Abstract

The sub-millimeter bubble technique can enhance the gas–liquid inter-phase mass transfer by significantly reducing the bubble size and increasing the gas–liquid interfacial area. To accurately describe the flow and mass transfer characteristics, it is necessary to characterize bubble parameters. High-speed photography followed by image processing is an effective way to characterize the gas bubbles in the multiphase flows. However, the efficient image processing method for the sub-millimeter bubbly flows with high gas holdup and high bubble overlap has not been reported yet. The present work developed a novel deep learning-based image processing method for bubble detection, segmentation, and shape reconstruction in high gas holdup sub-millimeter bubbly flows.
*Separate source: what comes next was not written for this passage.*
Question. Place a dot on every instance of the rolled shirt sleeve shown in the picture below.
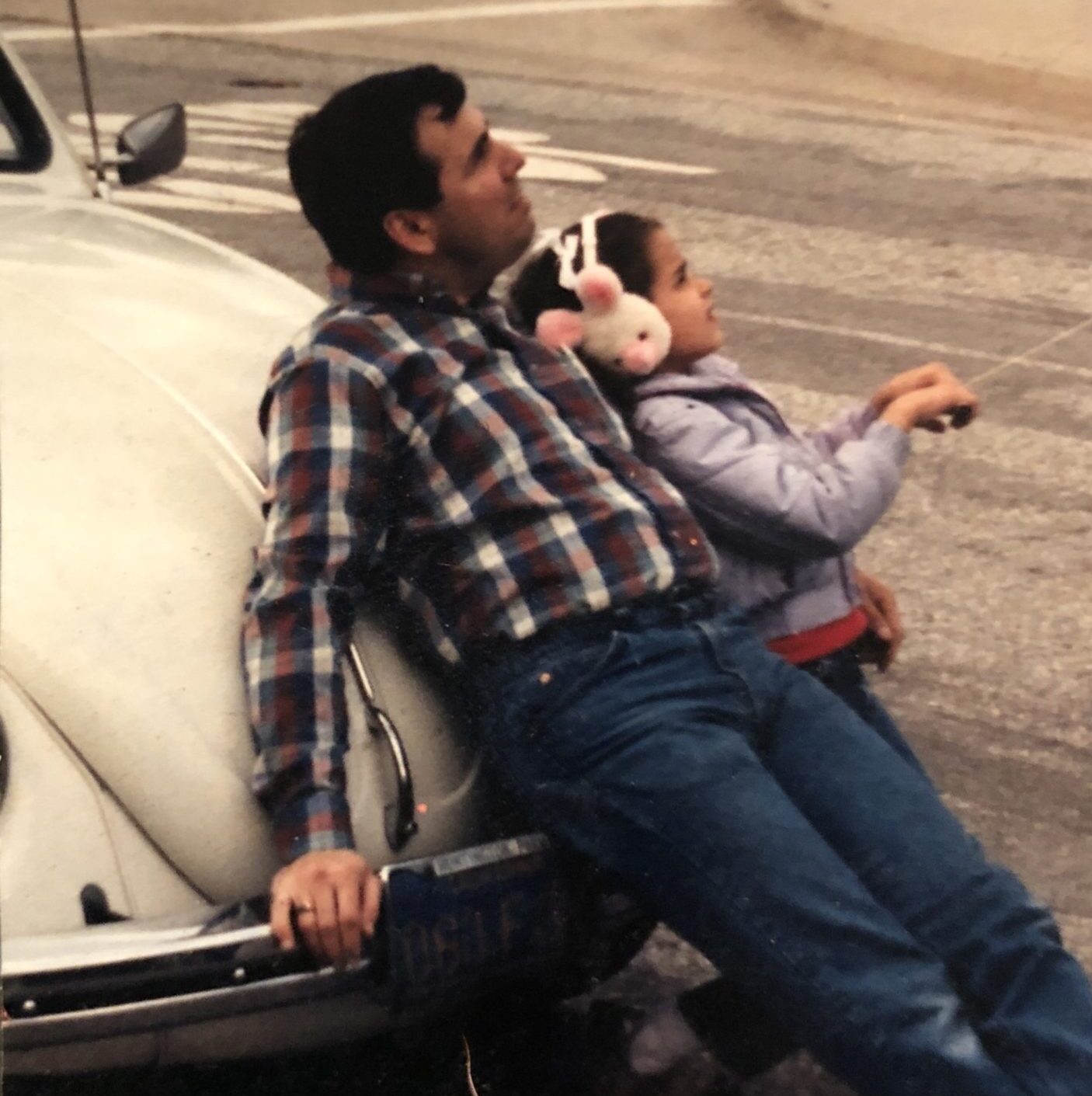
(325, 429)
In order to segment the highly overlapping sub-millimeter bubbles, our method was built based on Mask R-CNN, with which the pixel-level segmentation masks can be obtained, and the shape of the overlapping bubbles can be accurately described. The feature pyramid architecture was coupled with ResNet101 and Feature Pyramid Network to detect sub-millimeter bubbles with significant size differences. A shape reconstruction module was proposed to restore the real shape of overlapping bubbles and improve prediction accuracy. In order to sufficiently validate the proposed method, adequate images of sub-millimeter bubbly flows were obtained by changing the experimental media (air-tap water, air-sodium dodecyl sulphate aqueous solution, air-diesel, and air-diesel-fine catalyst particles), reactor configurations (3D beds and 2D beds), lenses, and photography (shadowgraphy and front illumination). Our method shows high accuracy under the experimental conditions and can process sub-millimeter bubble images under gas holdup up to 20%.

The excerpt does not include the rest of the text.